Material and methods:
An immunogenic peptide construct termed immunogenic fused PCSK9-tetanus (IFPT) was displayed on the surface of liposome nanoparticles (L-IFPT) and mixed into alum adjuvant (L-IFPTA+). The manufactured vaccine formulations IFPT, L-IFPT, L-IFPTA+, IFPTA+, and free nanoliposomes were subcutaneously injected four times with bi-weekly intervals in C57BL/6 mice on a severe atherogenic protocol.

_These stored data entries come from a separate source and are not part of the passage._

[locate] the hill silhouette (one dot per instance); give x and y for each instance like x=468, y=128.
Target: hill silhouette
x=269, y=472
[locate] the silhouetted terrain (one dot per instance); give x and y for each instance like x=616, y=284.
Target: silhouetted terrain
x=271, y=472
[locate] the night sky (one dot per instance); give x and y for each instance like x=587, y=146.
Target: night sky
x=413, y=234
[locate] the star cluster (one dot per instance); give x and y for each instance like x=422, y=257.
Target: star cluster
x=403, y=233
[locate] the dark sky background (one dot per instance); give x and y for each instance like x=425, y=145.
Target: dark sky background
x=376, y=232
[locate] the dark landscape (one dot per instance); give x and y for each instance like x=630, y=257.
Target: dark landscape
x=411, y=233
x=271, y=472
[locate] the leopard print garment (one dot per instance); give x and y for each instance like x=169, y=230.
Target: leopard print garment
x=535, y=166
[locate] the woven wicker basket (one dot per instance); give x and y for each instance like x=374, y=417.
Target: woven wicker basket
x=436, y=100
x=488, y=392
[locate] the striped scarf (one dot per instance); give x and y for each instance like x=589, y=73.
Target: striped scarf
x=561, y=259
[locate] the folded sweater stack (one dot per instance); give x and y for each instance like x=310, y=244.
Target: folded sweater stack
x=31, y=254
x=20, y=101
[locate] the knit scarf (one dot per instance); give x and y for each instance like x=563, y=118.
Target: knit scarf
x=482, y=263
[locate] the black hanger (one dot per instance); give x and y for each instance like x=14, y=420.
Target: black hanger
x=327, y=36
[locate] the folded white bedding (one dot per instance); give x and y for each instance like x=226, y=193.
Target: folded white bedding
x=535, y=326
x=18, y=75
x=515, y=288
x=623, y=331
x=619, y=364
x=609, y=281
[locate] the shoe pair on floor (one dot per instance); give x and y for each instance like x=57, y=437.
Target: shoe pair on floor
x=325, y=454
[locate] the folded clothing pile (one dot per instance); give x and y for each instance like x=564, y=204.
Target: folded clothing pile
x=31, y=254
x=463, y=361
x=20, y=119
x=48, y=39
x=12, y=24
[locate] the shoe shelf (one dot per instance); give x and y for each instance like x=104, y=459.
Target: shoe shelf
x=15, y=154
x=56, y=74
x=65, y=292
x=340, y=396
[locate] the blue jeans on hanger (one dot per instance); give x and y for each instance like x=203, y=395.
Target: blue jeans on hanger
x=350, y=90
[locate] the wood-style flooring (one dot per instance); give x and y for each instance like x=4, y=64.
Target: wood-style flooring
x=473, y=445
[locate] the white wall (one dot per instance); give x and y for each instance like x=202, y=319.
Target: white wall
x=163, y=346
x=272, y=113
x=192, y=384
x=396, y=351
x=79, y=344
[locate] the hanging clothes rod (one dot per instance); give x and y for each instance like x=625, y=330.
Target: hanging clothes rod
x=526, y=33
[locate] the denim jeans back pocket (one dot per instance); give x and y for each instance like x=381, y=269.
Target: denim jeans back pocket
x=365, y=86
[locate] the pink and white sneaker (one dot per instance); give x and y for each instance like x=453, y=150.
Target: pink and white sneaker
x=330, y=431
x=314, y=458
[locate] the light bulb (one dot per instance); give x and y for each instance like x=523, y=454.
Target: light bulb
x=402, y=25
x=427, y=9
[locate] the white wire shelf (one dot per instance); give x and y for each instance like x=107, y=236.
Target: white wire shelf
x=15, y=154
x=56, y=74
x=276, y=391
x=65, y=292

Among the formulations, L-IFPTA+ vaccine was found to elicit the highest IgG response against PCSK9 peptide. The induced PCSK9 antibodies inhibited PCSK9-LDLR interaction through binding to PCSK9 in vaccinated mice. Liver low-density lipoprotein receptor (LDLR) protein was increased in vaccinated mice. L-IFPTA+, L-IFPT and IFPTA+ vaccines reduced total cholesterol by up to –38.13 ±3.8% (p = 0.006), –23 ±4.1% (p = 0.027) and –19.12 ±3% (p = 0.038), and low-density lipoprotein cholesterol (LDL-C) by up to –57 ±7.7% (p = 0.0003), –41.67 ±4.2% (p = 0.03) and –36.11 ±5% (p = 0.02) in hypercholesterolemic mice, respectively, versus control mice after 8 weeks. Long-term assessment indicated that the vaccine formulations could stimulate a long-lasting humoral immune response against PCSK9 peptide, which was associated with a marked reduction of total cholesterol in L-IFPTA+, L-IFPT and IFPTA+ vaccine groups by up to –82.5 ±7.3% (p = 0.002), –70.54 ±6.2% (p = 0.013) and –72.02 ±8.7% (p = 0.004), respectively, and LDL-C by up to –88.14 ±5.6% (p = 0.002), –55.92 ±8.3% (p = 0.003) and 54.81 ±9.3% (p = 0.003), respectively, versus the pre-vaccination time point adjusted to the control group. Anti-inflammatory Th2 cells and IL-4 cytokine were considerably increased in splenocytes of vaccinated mice.

L-IFPTA+ vaccine can induce long-lasting, functional and safe PCSK9-specific antibodies in hypercholesterolemic C57BL/6 mice, providing a long-term protective impact on dyslipidemia and atherosclerosis.